Why do we have difficulties to self-disrupt?

“Why do we always seem to have internal difficulties to self-disrupt?”

Now that is an interesting question. My quick and simple answer is to look at all the internal constraints you can see, or ask those around you what they can see as constraints for them. You will be surprised at all the constraints that stop the individual or the organization to make changes.

It is also being constrained when you look outside your organization and not recognizing the (perpetual) changes going on, often until it is too late or a fast, nimble entrepreneur has nipped in and set about building a new alternative to your existing offering that has, perhaps for some time shown signs of business model decay.

In most cases, organizations cannot self-disrupt, which is largely covered by this veritable list of constraints that I see. So I set about thinking what these could be, the bigger inhibitors and here is my rather ‘stark’ list, can you think of any more?

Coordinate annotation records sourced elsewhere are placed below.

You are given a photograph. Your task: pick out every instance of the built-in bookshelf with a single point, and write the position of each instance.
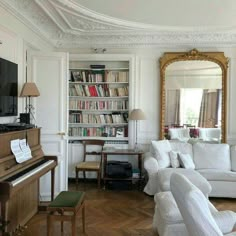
(98, 100)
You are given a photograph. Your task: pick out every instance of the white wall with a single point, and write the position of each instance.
(15, 39)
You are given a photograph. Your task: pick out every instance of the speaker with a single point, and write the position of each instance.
(25, 118)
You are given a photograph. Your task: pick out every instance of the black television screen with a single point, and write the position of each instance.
(8, 88)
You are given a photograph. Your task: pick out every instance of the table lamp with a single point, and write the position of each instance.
(136, 114)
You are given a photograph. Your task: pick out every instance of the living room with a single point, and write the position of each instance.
(53, 33)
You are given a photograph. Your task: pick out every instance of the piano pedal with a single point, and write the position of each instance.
(19, 230)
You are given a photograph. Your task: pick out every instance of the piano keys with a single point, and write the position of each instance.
(19, 182)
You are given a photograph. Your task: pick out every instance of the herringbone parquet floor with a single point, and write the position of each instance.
(108, 213)
(112, 213)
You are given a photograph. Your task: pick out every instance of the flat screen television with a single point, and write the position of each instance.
(8, 88)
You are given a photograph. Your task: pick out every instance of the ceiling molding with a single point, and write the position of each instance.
(66, 24)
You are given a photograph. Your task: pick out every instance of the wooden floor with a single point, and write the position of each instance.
(112, 213)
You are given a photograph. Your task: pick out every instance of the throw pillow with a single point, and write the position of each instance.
(174, 161)
(186, 161)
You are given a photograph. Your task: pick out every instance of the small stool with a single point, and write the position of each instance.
(65, 207)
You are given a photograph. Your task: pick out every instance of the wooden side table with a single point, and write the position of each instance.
(123, 152)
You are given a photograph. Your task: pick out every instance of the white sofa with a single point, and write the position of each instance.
(215, 162)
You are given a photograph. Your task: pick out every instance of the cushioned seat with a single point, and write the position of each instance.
(194, 208)
(163, 179)
(91, 165)
(218, 175)
(167, 219)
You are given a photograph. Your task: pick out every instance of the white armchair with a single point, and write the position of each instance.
(195, 211)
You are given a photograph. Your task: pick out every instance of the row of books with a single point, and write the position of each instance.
(98, 119)
(99, 132)
(98, 105)
(101, 90)
(99, 76)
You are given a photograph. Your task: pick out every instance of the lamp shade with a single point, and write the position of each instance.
(29, 90)
(137, 114)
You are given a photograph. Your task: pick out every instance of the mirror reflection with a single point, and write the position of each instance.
(193, 97)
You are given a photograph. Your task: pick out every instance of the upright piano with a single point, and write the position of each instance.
(19, 182)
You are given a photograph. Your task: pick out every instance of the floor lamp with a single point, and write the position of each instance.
(29, 90)
(136, 114)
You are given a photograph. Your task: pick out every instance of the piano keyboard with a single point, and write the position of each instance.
(31, 173)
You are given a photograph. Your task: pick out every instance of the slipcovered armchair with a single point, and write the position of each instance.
(194, 208)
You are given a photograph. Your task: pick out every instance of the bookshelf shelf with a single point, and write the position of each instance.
(98, 100)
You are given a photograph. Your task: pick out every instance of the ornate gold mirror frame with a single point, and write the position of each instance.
(171, 57)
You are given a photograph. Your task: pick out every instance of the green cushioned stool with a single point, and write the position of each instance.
(65, 207)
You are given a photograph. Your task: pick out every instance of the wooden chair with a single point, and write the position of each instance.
(65, 207)
(90, 165)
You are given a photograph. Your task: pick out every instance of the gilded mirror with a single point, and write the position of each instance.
(193, 92)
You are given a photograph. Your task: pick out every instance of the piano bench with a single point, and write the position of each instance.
(65, 207)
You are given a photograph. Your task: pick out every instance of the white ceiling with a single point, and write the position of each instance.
(128, 23)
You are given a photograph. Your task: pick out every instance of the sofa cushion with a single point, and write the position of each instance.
(167, 207)
(174, 159)
(218, 175)
(211, 156)
(179, 134)
(186, 161)
(182, 147)
(160, 150)
(163, 179)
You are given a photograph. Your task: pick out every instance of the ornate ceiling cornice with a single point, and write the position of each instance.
(65, 24)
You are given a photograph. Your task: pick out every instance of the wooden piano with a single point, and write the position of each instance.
(19, 182)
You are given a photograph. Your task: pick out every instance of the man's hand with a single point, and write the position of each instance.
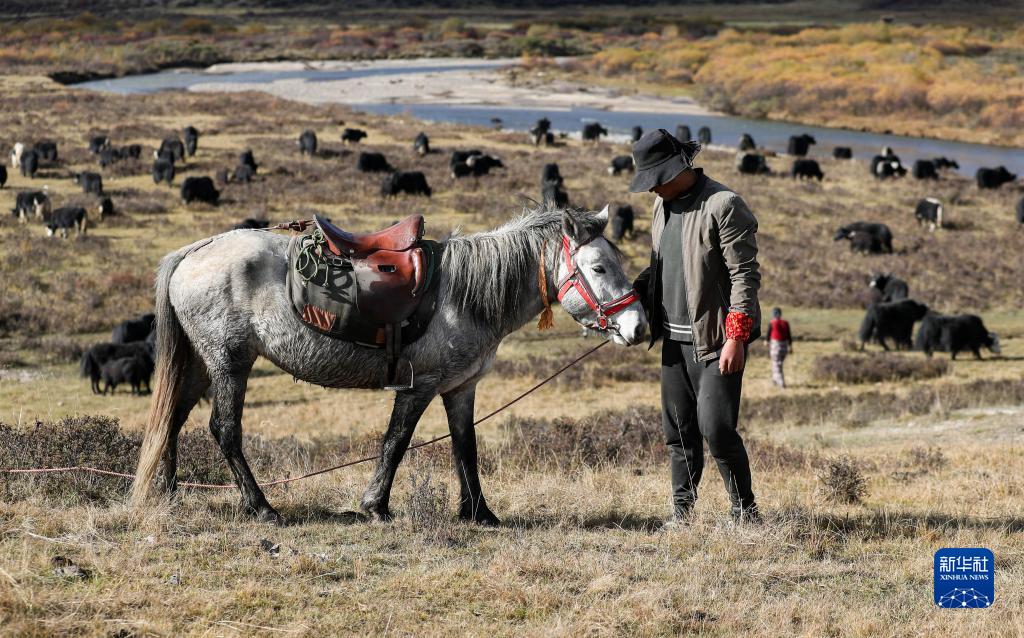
(731, 359)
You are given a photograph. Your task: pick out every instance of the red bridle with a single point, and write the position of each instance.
(574, 279)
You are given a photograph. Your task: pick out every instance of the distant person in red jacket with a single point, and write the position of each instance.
(779, 344)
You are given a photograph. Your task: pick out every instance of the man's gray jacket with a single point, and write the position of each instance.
(720, 268)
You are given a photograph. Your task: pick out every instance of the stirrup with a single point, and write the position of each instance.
(394, 386)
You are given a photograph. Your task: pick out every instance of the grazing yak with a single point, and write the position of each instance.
(481, 164)
(924, 169)
(460, 157)
(892, 321)
(243, 173)
(993, 177)
(806, 168)
(67, 217)
(163, 170)
(30, 164)
(541, 131)
(622, 163)
(752, 164)
(92, 183)
(421, 144)
(91, 364)
(110, 156)
(800, 144)
(554, 195)
(171, 147)
(954, 334)
(886, 288)
(46, 150)
(307, 143)
(410, 182)
(200, 189)
(885, 167)
(15, 155)
(97, 143)
(551, 172)
(246, 158)
(35, 203)
(105, 208)
(866, 237)
(369, 162)
(622, 221)
(192, 139)
(137, 329)
(592, 131)
(352, 135)
(135, 371)
(250, 223)
(929, 211)
(476, 166)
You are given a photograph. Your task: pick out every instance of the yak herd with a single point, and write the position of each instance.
(128, 357)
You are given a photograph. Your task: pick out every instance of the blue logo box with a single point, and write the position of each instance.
(965, 578)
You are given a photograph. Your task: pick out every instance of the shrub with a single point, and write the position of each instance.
(877, 368)
(842, 481)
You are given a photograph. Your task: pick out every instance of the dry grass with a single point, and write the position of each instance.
(578, 474)
(953, 82)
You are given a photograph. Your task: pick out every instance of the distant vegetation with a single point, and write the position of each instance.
(960, 82)
(953, 82)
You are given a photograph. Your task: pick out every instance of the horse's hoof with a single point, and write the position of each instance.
(267, 514)
(376, 512)
(480, 516)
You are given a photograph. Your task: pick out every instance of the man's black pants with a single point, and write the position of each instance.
(698, 402)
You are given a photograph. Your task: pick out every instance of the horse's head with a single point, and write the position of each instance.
(592, 286)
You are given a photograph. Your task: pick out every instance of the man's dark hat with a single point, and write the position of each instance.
(658, 158)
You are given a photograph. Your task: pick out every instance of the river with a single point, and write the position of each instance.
(311, 84)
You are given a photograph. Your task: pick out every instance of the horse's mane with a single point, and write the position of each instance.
(487, 272)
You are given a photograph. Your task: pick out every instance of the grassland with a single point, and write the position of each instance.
(578, 475)
(950, 70)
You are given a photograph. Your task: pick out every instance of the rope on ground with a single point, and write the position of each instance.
(280, 481)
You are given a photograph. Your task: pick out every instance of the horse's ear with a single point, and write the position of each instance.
(573, 228)
(602, 218)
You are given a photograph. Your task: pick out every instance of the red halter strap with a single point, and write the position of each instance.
(574, 279)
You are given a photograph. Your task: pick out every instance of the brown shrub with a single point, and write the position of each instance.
(842, 481)
(876, 368)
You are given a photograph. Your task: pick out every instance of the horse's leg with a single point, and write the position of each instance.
(225, 423)
(459, 406)
(193, 388)
(408, 409)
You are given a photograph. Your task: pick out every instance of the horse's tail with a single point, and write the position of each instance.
(172, 354)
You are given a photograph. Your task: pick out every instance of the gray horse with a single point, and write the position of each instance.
(221, 302)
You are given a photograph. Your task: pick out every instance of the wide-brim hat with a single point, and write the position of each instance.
(658, 158)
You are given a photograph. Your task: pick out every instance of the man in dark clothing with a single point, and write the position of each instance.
(700, 295)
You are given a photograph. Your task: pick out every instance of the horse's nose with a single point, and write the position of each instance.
(634, 326)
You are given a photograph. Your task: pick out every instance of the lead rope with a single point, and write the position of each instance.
(93, 470)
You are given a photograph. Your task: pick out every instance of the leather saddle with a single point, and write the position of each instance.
(377, 290)
(388, 265)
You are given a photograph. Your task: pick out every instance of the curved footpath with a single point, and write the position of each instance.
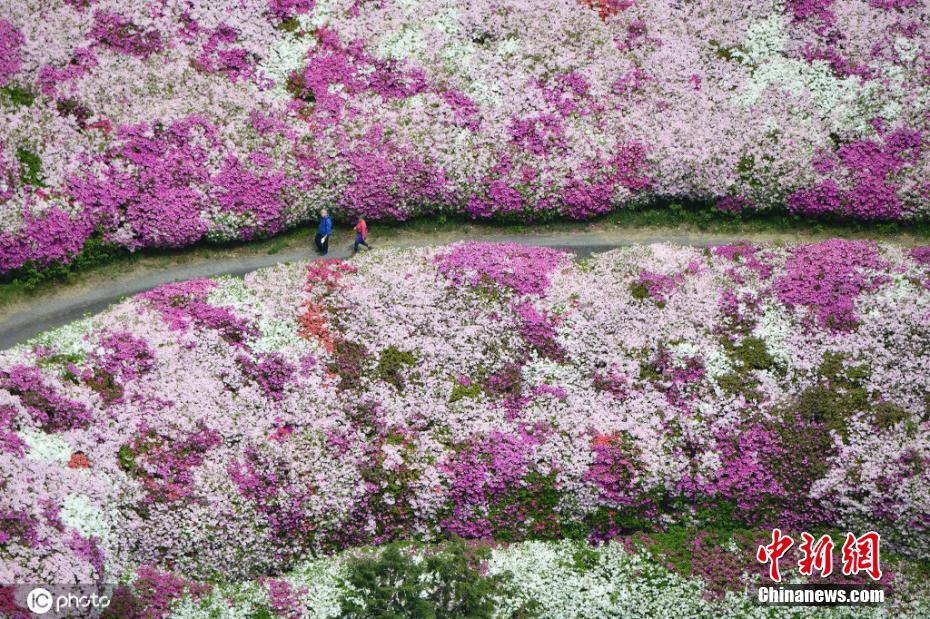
(66, 304)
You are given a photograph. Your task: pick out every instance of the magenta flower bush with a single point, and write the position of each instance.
(159, 125)
(227, 429)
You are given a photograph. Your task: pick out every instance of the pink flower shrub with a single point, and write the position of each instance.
(828, 277)
(10, 42)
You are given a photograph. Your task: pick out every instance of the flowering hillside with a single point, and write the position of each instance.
(160, 123)
(225, 429)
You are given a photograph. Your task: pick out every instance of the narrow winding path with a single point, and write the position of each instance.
(69, 303)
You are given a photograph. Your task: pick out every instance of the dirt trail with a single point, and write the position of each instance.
(62, 304)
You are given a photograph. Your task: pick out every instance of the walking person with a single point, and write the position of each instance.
(361, 233)
(323, 232)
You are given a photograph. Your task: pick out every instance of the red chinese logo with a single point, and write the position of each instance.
(816, 556)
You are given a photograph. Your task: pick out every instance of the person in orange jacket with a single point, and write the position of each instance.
(361, 233)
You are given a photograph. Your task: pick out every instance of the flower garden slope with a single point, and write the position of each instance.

  • Organizations often are far too close to existing markets to recognize that they are actually shifting; they ignore or miss the signs in many ways. The famous “death (of a good idea) by a thousand cuts or reviews as it winds itself slowly up to the top and across the flattened hierarchy that believes it is the guardian of the existing.
  • They get so fixed on their own perceptions they don’t see change coming – often until it is too late and has lost that intuitive, entrepreneurial touch within the mix.
  • They have invested too much, they hang on, often reducing prices, pushing more volume into the markets, and crank out even more “extras” to offset change. Legacy rules, extract the maximum and even extend it!
  • Organizations are full of rigidities, rules, procedures, processes and personalities, and often no one is prepared to put their hand up to challenge the present paradigm.
  • The reinforcing values are just plain tough to change, you need dynamite to shift these, and under that rubble, you have buried the very nuggets of alternatives that can radically alter thinking.
  • The people within organizations love the comfort of the nest they have built around themselves, who wants to bail out and expose themselves? The status quo is very reassuring and comforting.
  • The processes become overburdening, hard to change, far too complex to change without significant commitment and top management support. The approval processes are determined by purchasing officers and not the line managers and cost often prevails. Processes grind enthusiasm and experimentation down.
  • Cultures are wonderful things to have and determine, that over time get to become the very reasons you become immobilized as you did not evolve constantly. You impact culture by a changing environment or altering the climate. Culture, Climate and the Environment go hand in hand. Mess with one, and the others go out of balance.
  • The dark side of fixing your culture and focusing the organization on its purpose and value is they can stifle and constrain far more than promote and let free. As soon as you recognize your culture, it has moved on and evolved.
  • Leadership is locked into the strategy, tied into compensation on delivery on the existing, not on the preferred, far more radical, risky alternatives and waits, instead of encouraging small experiments or pilots to learn from.
  • Organizations, huge ones are less than nimble, they fail to adapt and respond quickly enough – they prefer to double-down’ with more of the same but faster, leaner and more determined than ever, missing the real dangers occurring under their noses or spend ages coordinating and discussing alternatives, mostly too late.
  • Today, we are putting more and more of our organizations into boxes, they are becoming highly structured and specialized in maximising effectiveness and efficiency. Do we ever really ensure all the voices of expertise are in the same room, or do we simply make assumptions that we also really know what the expert knows.
  • Markets are more global, faster, fiercer to compete in, often organizations are reluctant to explore and experiment with new business models, or push into adjacencies for fear. They can’t easily spin out or build alternatives as they fear they cannibalise their own business, allowing others to easily pick off valuable areas of new growth.
  • Lastly, it does not matter how hard many organizations try, they lack real intelligence in market and customer needs, hence why the jobs-to-be-done is one essential component. They constantly under-invest in knowing the market and listening to their customers.

While all these stays in place, or not recognized as inhibitors to your own disruption capabilities, it is not surprising it is, in the end, those up and coming usurpers, the nimble and unencumbered, that thrive and begin to disrupt. You simply struggle when you leave it to late- your organization needs to resolve many of the above issues before it is ever capable of responding.

Have I missed many of the constraints you are placed under?. Do you think these are the “prime” inhibitors to why your organization seems incapable of self-disrupting?